What is a Hahesh’kah and why is it an honor for you to be one?

That’s an ancient Nde’ word that essentially translates as ‘she goes first’, and refers to the lead singer in a native traditional drum group. It is always an honor to be acknowledged by your elders & community, and in this case doubly so because while the tradition of women drumming is different in different parts of the country, generally there are not a lot of women head drummers in Native circles.

You said everyone has a story to tell, and if they don’t know their story, to find it. How does music help people find their story?

Wow. Let me fix that. Fellow Native musician R. Carlos Nakai quoted an old Dineh saying that everyone has a story, and if you don’t know your story, you are lost. That’s a very traditional way of telling you to find your story in order to understand yourself. In encouraging folks to find their story, they discover their heritage, their strengths and themselves— what makes each one unique and beautiful. We have that experience every day when we hear a piece of music that we like, that moves us, that resonates with us. Tracking what moves you in that music takes you back to your feelings, to memories, to who you are…

How has music helped you tell your story?

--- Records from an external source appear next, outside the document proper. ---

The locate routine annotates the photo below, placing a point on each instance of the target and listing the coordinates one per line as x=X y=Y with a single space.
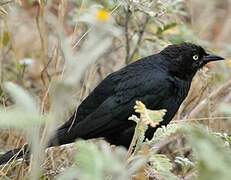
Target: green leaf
x=214 y=158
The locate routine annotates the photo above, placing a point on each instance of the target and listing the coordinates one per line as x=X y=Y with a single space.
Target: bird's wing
x=104 y=90
x=111 y=115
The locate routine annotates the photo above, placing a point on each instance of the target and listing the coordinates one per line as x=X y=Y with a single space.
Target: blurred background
x=58 y=51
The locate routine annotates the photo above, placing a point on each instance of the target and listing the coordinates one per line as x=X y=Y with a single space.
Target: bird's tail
x=15 y=154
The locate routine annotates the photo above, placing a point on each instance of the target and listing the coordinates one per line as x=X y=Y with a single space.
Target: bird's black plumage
x=160 y=81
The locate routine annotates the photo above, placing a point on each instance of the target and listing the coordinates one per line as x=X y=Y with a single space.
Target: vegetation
x=53 y=53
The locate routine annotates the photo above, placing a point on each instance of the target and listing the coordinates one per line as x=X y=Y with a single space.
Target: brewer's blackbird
x=160 y=81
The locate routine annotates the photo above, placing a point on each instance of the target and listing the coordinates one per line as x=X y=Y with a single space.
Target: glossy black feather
x=160 y=81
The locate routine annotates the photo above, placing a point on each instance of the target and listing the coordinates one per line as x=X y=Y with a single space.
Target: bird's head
x=186 y=58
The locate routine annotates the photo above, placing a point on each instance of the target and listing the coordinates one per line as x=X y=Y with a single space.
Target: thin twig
x=141 y=33
x=218 y=94
x=126 y=33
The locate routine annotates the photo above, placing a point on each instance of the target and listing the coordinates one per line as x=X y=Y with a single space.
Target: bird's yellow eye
x=196 y=57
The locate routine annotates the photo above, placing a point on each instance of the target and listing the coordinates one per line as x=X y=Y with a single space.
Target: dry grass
x=28 y=33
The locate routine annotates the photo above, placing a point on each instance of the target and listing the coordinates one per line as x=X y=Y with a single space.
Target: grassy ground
x=49 y=49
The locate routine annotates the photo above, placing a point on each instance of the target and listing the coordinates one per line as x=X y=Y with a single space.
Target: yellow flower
x=102 y=15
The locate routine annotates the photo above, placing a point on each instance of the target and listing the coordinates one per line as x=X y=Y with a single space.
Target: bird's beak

I don’t know that I am telling my story… I do know that I am living it. I feel more like a translator for the unheard songs of life around us— things too big for the vibrations of words alone. When pieces of my own life-story need to move, or seem appropriate to share, they always come out as music, as songs. It’s just how I’m tuned.

What is the greatest lesson music has taught you about life?

The power of music bridges every divide, showing you the soul of a people and the rhythms of their everyday and extraordinary lives. Really. There’s no separate word for ‘art’ in Tsalagi, in ‘Nde, or in any of the other indigenous languages I’m familiar with – beauty is integral to your life. I would say, No word for art— it’s your life.